Downloading artifacts

  • The workflow generates several files: loader, procedure, callsp, drop, create, and load-online.

  • The create folder contains two .sql files used to create the tbl_atlan_reverse_sync_inventory and tbl_atlan_reverse_sync_audit tables.

  • The loader folder contains an .sql file that can be executed to load data into the tbl_atlan_reverse_sync_inventory table.

  • The procedure folder includes the stored procedure that updates comments on the objects.

  • The callsp folder contains an .sql file used to call the stored procedure based on the configuration.

  • The drop folder includes an .sql file used to drop the tbl_atlan_reverse_sync_inventory table.

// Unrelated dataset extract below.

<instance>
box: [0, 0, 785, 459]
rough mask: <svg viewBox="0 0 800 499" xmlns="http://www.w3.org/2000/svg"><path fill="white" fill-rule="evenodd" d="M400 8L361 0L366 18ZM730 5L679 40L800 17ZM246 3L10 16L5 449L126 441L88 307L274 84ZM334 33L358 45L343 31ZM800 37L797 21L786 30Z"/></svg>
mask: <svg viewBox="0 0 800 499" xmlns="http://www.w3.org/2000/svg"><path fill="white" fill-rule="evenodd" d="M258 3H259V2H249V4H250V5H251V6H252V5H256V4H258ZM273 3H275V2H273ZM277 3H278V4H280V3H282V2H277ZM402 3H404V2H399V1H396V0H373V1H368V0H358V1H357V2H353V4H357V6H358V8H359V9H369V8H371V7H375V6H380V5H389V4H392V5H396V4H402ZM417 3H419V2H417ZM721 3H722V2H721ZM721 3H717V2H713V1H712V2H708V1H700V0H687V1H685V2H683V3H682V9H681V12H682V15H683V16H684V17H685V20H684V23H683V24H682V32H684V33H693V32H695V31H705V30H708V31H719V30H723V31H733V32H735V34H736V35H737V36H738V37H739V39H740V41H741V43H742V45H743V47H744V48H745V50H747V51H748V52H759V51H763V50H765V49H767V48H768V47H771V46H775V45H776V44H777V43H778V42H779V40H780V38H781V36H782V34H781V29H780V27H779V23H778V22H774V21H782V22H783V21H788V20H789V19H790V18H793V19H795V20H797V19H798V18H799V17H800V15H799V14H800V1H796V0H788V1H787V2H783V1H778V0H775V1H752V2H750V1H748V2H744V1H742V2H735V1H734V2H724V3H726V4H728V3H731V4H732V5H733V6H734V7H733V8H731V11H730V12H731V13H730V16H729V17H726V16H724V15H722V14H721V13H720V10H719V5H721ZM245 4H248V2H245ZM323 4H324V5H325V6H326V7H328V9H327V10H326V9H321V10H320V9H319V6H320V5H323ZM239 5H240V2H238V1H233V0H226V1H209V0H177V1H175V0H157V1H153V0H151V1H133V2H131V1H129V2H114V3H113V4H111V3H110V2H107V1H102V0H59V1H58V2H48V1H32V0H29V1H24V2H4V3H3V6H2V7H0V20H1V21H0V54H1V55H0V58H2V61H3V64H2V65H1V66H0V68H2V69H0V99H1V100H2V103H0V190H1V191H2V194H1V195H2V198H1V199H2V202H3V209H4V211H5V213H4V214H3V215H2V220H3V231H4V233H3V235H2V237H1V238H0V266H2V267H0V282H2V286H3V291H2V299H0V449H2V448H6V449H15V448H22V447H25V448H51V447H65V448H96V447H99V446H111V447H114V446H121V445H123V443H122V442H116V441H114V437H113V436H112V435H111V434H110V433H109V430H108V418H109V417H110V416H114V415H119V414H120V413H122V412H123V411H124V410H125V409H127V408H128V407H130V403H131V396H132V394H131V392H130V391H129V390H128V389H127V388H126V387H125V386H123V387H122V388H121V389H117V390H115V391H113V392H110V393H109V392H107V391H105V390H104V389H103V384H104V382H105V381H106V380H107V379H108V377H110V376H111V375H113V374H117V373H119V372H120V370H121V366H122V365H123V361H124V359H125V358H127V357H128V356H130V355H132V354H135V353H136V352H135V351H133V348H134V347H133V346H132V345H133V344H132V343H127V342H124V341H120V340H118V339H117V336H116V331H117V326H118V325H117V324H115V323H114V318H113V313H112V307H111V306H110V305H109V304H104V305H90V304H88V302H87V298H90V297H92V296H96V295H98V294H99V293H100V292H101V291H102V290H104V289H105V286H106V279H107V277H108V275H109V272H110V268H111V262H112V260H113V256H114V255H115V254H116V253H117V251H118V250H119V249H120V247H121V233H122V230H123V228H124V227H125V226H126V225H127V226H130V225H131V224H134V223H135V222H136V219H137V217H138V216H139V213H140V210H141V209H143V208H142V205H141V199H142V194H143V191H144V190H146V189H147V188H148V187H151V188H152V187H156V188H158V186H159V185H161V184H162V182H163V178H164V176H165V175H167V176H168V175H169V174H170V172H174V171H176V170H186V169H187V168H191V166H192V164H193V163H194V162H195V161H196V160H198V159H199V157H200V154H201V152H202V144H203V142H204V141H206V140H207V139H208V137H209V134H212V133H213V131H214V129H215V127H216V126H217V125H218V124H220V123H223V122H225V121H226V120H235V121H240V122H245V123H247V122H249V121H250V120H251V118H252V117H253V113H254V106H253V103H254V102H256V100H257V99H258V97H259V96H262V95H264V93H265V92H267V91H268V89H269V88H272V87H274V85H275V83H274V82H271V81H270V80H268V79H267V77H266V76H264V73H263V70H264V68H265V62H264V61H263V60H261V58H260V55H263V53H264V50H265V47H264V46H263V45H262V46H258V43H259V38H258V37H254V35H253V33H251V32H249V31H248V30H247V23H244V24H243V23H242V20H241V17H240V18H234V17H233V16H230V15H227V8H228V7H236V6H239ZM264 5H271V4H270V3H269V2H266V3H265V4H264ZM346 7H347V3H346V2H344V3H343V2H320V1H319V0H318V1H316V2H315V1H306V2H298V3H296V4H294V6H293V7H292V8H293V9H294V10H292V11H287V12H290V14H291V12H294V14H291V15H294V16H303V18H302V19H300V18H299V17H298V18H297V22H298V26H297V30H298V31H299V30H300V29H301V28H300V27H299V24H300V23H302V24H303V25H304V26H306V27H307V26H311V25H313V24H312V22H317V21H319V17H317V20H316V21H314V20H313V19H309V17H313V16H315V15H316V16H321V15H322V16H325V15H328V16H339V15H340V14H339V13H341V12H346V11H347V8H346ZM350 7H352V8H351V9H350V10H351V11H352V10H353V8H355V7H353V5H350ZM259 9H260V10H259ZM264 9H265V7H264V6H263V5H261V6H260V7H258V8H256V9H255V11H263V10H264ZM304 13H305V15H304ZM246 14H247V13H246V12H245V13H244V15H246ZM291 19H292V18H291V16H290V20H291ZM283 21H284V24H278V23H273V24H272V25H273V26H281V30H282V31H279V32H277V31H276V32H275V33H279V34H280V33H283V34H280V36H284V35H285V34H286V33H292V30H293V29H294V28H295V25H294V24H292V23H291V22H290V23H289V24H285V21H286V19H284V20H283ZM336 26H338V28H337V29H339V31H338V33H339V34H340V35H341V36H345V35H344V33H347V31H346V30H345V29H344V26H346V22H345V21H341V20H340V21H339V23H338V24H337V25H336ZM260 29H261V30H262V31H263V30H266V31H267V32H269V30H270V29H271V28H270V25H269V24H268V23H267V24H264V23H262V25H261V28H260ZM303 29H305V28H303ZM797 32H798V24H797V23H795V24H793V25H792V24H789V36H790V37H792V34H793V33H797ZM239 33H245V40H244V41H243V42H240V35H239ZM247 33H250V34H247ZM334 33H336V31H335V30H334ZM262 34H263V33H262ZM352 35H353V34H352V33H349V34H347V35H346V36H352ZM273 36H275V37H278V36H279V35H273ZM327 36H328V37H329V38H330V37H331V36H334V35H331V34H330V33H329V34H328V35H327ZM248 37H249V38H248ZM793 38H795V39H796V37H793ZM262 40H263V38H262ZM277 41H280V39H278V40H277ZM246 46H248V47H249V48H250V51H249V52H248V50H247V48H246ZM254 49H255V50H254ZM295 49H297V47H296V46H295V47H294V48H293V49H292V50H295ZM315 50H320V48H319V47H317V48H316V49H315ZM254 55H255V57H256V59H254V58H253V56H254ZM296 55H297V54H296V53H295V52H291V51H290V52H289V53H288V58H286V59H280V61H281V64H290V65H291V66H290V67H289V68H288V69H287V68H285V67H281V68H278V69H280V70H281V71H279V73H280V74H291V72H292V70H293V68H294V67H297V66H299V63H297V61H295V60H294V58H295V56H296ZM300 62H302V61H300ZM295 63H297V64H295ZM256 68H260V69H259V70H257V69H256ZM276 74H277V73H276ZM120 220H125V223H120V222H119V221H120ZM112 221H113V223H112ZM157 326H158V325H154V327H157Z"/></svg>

  • The load-online folder (used only for online sync) contains .sql files that insert data into the tbl_atlan_reverse_sync_inventory table.

    Download Files

    • You can download the file from Atlan UI
    • You can use the Atlan API/SDK to download the file from the object store as illustrated here. The key would be <s3-prefix-value-provided-during-configuration>/loader.sql and <s3-prefix-value-provided-during-configuration>/procedure.sql.

Executing artifacts

  • Steps to execute offline

    Execute on Snowflake UI
    • Run both CREATE statements located in the create folder (inside the create artifact). This will create the tbl_atlan_reverse_sync_inventory and tbl_atlan_reverse_sync_audit tables.
    • First, create the stored procedure in Snowflake. To do this, copy the contents of procedure.sql (located inside the procedure artifact) and execute it in Snowflake. This will create the procedure in the Snowflake environment, where it will remain until explicitly deleted.
    • Once this is done, copy all the contents of loader.sql (located inside the loader artifact) and paste them into a separate Snowflake worksheet.
    • Select the appropriate database and schema at top and execute all insert statment -Callsp contains the call statement. Once all the data is inserted, you can execute the call statement, and it will perform the update.
    • At last drop tbl_atlan_reverse_sync_inventory table by executing drop statment inside drop artifact.
    Execute using SnowSql
    • Install SnowSql on your machine and configure it. Refer to the SnowSQL Installation and Configuration Guide for detailed instructions.
    • If your Snowflake account uses SSO for authentication, use the following command to authenticate and execute the artifacts: snowsql -a <account_id> -u <username> --authenticator externalbrowser -r <Role> -w <warehouse> -d <database> -s MY_SCHEMA -f procedure.sql snowsql -a <account_id> -u <username> --authenticator externalbrowser -r <Role> -w <warehouse> -d <database> -s MY_SCHEMA -f loader.sql
    • If you use a password for login, execute following command: snowsql -a <account_name> -u <username> -r <role> -w <warehouse> -d <database> -s <schema> -f procedure.sql snowsql -a <account_name> -u <username> -r <role> -w <warehouse> -d <database> -s <schema> -f loader.sql snowsql -a <account_name> -u <username> -r <role> -w <warehouse> -d <database> -s <schema> -f procedure.sql snowsql -a <account_name> -u <username> -r <role> -w <warehouse> -d <database> -s <schema> -f loader.sql
  • Steps to execute offline

    Details
    • In direct execution, the only requirement is that the user and role have the necessary update and insert permissions.
    • Once the necessary permissions are provided, select the desired input from the UI and run the workflow.

What it does

  • Get assets whose user-description was updated in selected time range and updated that as a comment on Snowflake.
How it works offline
  • Extract assets from the selected Snowflake connection.
  • Transform the data and convert it into a single Python dictionary.
  • Create the main stored procedure and an SQL file containing multiple insert statements, along with a call statement for the main stored procedure, using this data and a predefined Jinja template.
  • Based on the selected output method, the file is either uploaded to an S3 bucket or made available for download from an Argo artifact.
How it works direct
  • Extract assets from the selected Snowflake connection.
  • Use the Argo template to establish the connection and perform the description update operation on the assets.